Finnish companies doing business abroad are used to having to deal with unexpected developments. One such turn came to light as the Russian government announced the fast-tracking of new legislation to ensure that the personal data of Russian citizens would reside on local soil, protected by Russian encryption.
The new law mandating the storage of the personal data of Russian citizens on servers and databases physically located in Russia was originally due to come into force in 2016. However at the end of last year the government changed the effective date to September 1 of this year.
The new legislative requirement means busy times ahead for the IT departments of Finnish companies doing business in Russia. One of those companies likely to be hit hard by the change is the retail chain Stockmann, which has more than 1.5 million regular customers in the country.
“So far part of the Russian database has been stored in Finland and we will now have to move this data to Russia,” said Lauri Veijalainen, Director of Stockmann’s International Operations.
Changes mean money and duplication
Veijalainen speculated that separating customer data on the basis of nationality will be costly, but above all it will mean additional work and the duplicate systems could complicate operations.
“A conservative estimate is that it will cost tens of thousands of euros in costs and it’s therefore a major investment,” he noted.
Another Finnish retailer, this time the S- Group, is active in the St.
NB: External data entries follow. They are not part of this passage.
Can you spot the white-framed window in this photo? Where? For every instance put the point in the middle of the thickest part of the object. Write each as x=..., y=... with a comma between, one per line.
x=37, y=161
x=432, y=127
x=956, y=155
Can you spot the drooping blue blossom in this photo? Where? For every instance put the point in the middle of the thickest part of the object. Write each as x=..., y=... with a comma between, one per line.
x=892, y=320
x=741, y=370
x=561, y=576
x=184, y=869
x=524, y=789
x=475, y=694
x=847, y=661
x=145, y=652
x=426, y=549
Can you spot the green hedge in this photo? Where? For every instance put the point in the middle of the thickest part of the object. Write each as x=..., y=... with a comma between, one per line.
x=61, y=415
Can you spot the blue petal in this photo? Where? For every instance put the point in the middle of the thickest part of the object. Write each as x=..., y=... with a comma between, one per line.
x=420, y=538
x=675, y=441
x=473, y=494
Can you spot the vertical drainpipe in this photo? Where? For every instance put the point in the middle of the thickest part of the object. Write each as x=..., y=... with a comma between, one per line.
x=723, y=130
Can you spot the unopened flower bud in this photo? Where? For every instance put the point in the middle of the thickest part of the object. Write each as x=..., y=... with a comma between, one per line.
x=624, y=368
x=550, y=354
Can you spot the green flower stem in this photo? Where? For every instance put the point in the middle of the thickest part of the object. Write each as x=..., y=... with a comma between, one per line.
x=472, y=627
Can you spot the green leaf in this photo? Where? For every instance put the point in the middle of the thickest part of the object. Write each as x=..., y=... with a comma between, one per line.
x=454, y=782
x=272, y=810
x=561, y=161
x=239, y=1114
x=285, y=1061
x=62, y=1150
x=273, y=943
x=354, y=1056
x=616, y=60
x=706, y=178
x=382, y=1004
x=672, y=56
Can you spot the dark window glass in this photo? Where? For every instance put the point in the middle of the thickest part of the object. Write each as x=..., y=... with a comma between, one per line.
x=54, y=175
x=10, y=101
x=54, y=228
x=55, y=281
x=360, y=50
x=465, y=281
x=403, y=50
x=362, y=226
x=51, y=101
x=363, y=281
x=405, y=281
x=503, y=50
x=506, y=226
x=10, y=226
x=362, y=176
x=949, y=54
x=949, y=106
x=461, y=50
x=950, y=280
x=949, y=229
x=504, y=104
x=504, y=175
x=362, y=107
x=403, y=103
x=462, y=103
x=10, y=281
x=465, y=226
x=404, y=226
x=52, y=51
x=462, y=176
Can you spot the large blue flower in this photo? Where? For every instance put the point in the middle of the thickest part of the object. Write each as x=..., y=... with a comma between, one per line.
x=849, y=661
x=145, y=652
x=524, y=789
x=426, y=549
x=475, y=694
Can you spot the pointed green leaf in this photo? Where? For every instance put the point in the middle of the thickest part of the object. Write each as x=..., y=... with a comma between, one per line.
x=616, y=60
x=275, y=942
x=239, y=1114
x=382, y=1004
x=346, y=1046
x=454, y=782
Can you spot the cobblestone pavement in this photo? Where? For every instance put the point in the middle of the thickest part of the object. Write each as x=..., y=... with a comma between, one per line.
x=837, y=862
Petersburg region and is anticipating that it will face an even bigger bill as a result of the new data management requirement.
“We can’t estimate the amount of work yet, but financially it will mean in the region of hundreds of thousands of euros,” calculated SOK’s IT manager Raimo Mäenpää.
Other large companies such as Kesko and Finnair also have numerous Russian customers. Neither was able to say just yet how much they’d have to invest to comply with the new legislation.
Room for interpretation
Apart from the price tag associated with the legal reform, businesses are concerned about a lack of clarity in the framing of the new legislation. SOK’s Mäenpää noted that although the regulations were agreed upon last summer, specific bye-laws that would provide guidance to IT specialists are still to be issued.
“All companies are now anxiously waiting to see how precisely the regulations will have to be followed. It’s a bit unclear to all of us,” he remarked.
One question turns on whether or not it will be sufficient to provide primary data storage in Russia, in which case it could be copied to databases in Finland.
Only Russian encryption will suffice
The legislation will affect all foreign companies operating in Russia and will effectively increase the demand for storage space in data centres in Russia.
Major international players such as Google and Twitter will also have to comply with the new data storage requirement. They too will have to either build or rent new data centres locally in Russia. In extreme cases, failure to comply with the law will result in companies being shut out of Russia.
Additionally, Russia’s Federal Security Service FSB has decreed that servers that store the personal data of Russian citizens must be protected by Russian encryption algorithms only.